Sony and HannStar agreed to a settlement proposed by the mediator in an email exchange. HannStar refused to comply. Under California law, evidence of the agreement would be inadmissible, unless the parties had memorialized that the agreement was binding and admissible in evidence, and apparently they did not. At the time of the settlement, mixed questions of federal and state law were pending and under Agster, that meant that the federal law of privileges, rather than California mediation confidentiality rules would apply. By the time that Sony wanted to introduce evidence of the settlement, however, the federal claims had been dismissed, leaving only California claims. Because only California claims remained, the district court denied Sony’s motion for summary judgment, holding California Evidence Code’s mediation privilege bars introduction of settlement demands.
Reversed and remanded. Why? Expectations may be the key. “At the time of mediation, both parties would have expected to litigate both federal and state law issues.” So federal law of privileges applied.
Chief District Judge Lynn dissented, on the grounds that “only state law claims remained at the time Sony sought to admit evidence of the email exchange.”
But doesn’t it make sense to protect the parties’ expectations regarding confidentiality at the time of the mediation?

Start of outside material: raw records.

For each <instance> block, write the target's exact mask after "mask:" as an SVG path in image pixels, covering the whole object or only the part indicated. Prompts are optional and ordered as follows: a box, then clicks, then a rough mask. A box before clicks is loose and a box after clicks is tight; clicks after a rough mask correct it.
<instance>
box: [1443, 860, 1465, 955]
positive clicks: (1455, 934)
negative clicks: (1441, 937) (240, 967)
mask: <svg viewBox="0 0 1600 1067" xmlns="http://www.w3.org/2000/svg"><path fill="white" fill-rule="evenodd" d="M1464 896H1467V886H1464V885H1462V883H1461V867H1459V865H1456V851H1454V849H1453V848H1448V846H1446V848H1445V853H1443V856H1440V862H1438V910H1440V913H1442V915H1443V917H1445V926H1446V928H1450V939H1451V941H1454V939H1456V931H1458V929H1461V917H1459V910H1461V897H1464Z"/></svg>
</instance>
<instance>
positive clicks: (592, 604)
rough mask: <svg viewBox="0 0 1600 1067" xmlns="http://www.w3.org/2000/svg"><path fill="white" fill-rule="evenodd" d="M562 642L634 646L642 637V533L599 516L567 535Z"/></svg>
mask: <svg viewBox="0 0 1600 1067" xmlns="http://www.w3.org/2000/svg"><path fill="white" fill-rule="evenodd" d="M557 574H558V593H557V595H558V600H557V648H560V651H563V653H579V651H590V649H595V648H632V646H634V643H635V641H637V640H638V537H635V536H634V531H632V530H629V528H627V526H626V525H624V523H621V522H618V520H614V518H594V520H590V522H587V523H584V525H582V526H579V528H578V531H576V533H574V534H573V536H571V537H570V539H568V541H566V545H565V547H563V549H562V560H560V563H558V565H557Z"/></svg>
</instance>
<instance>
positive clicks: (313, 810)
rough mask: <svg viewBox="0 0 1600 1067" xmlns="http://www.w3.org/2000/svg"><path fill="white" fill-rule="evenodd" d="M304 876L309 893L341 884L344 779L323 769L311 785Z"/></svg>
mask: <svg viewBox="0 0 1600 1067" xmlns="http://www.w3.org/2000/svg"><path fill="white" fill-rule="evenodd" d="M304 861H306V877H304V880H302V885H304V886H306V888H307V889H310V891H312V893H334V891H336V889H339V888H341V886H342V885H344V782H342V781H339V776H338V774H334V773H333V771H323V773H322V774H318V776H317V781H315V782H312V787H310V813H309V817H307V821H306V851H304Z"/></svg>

Arbitration, Employment, Review: Are Class Action Waivers Requiring Individual Arbitration The Modern-Day Equivalent Of The “Yellow-Dog Contract”?
Jost On Justice Poses The Question.
In his August 28, 2016 post, Prof. Kenneth Jost suggests, as I did in my August 23, 2016 post about Morris v. Ernst & Young, that the split among the circuits concerning the enforceability of employment contract clauses requiring disputes to be resolved through individual arbitration is likely to be headed to the Supreme Court for resolution –especially after the Ninth Circuit panel neatly framed the split with majority and dissenting opinions in Morris.
But Jost goes one step further, drawing a parallel between the contemporary arbitration clause intended to stop concerted activity by employees and the notorious “yellow-dog contracts” of yesteryear, prohibiting employees from joining unions.